Lenny Kravitz: Hintergrundgedöns zur Hausarbeit – ein kritischer Geburtstagsgruß

Keine Frage, er sieht mit 50 immer noch besser aus als 99 Prozent der Menschheit mit 25. Auch seine Musik würde immer noch gerne sexy sein – doch ist sie längst zu Schlager geworden, der große Liebe beschwören will, in Wirklichkeit aber völlig harmlos ist. Von Markus Brandstetter.

Als Leonard Albert Kravitz in den letzten Zügen der Achtziger Jahre mit seinem Debüt-Album „Let Love Rule“ daherkam, war die Welt noch eine andere. Die CD löste gerade die Schallplatte ab, die Musikindustrie verkaufte massenweise Tonträger, die Sowjetunion existierte noch, Milli Vanilli waren nicht als Vollplayback-Act enttarnt worden, Napster war noch nicht mal eine Vorahnung der Plattenbosse – und die Musik von Lenny Kravitz: Die war richtig toll.

Kravitz war anscheinend ein musikalischer Alleskönner und Multiinstrumentalist; dass er dabei umwerfend aus sah, war freilich auch kein Hindernis. Mit seinen langen schwarzen Dreadlocks war er der Inbegriff eines Rockstars, mit Lisa Bonet hatte er das perfekte weibliche Pendant als Partnerin (heute: Ex-Frau) an seiner Seite.  Ein Musiker und Sexsymbol (nie ein Fehler im Popzirkus) – einer, der lange dafür kämpfte, einen Plattenvertrag zu bekommen, der für die Industrie lange Zeit wahlweise nicht schwarz oder weiß genug war. „Let Love Rule“ verkaufte sich noch eher moderat, nach Arbeiten für Madonna und Vanessa Paradis ging es mit den nächsten Longplayern stetig nach oben. Kravitz tourte mit Bob Dylan und Tom Petty, sang mit Mick Jagger auf dessen Solo-Album und schrieb gemeinsam mit Steven Tyler für Aerosmith. Kravitz war überall gern gesehen.
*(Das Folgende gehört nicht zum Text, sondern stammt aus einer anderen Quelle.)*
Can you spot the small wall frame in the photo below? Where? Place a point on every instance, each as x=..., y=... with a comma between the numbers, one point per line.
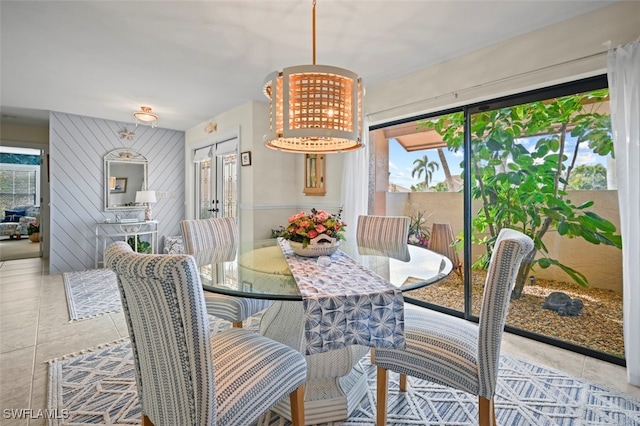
x=314, y=174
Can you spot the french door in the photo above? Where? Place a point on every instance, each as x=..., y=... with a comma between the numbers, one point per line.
x=217, y=180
1993 erschien „Are You Gonna Go My Way“. Die Frage war mit einem klaren „Ja“ zu beantworten. Kravitz vermengte Soul mit Funk und Rock’n’Roll, seine Songs waren ungemein catchy und noch meilenweit von der Beliebigkeit entfernt, die den US-Amerikaner, ehemals Schulfreund von Slash, heute ausmacht.

„Rock’n’Roll Is Dead“ skandierte er auf „Circus“ zwei Jahre später. Antwort von Prince: Der Song „Rock ‚N‘ Roll Is Alive (And It Lives in Minneapolis)“ (erschienen als B-Seite der Single „Gold“). Tot war der Rock’n’Roll bei Kravitz 1995 noch nicht – das passierte danach, Stück für Stück.

1998 dann vollbrachte Kravitz den Sprung in die Unsäglichkeit: Im Songbaukasten gefertigt und mit Pennäler-Lyrik versehen, wurde „Fly Away“ leider zu seinem vielleicht bekanntesten Song. „I wish that I could fly, into the sky, so very high“ – weitere Künstler, die Sie lyrisch interessieren könnten: Bon Jovi ab 1995, Silbermond, Nickelback, Rosenstolz und Michael Bolton. Album für Album, Song für Song, Schnulze für Schnulze wurde Kravitz’ Musik uninteressanter, konturloser, langweiliger. Wenn man sich auf hohem Niveau wiederholt, ist das die eine Sache – AC/DC machen das seit Jahren sehr gut.  Kravitz aber wiederholt sich beharrlich in musikalischer Mittelmäßigkeit. Dieselben Beats, dieselben Gesangsmelodien, dieselben Floskeln und „yeahs“, die Stimme schmierig-nölend.

Keine Frage, er sieht mit 50 immer noch besser aus als 99 Prozent der Menschheit mit 25. Auch seine Musik würde immer noch gerne sexy sein, wild und verwegen. Und doch ist sie längst Hintergrundgedöns zur Hausarbeit geworden, Schlagermusik, die große Liebe beschwören will, in Wirklichkeit aber blutleer, uninspiriert und völlig harmlos ist.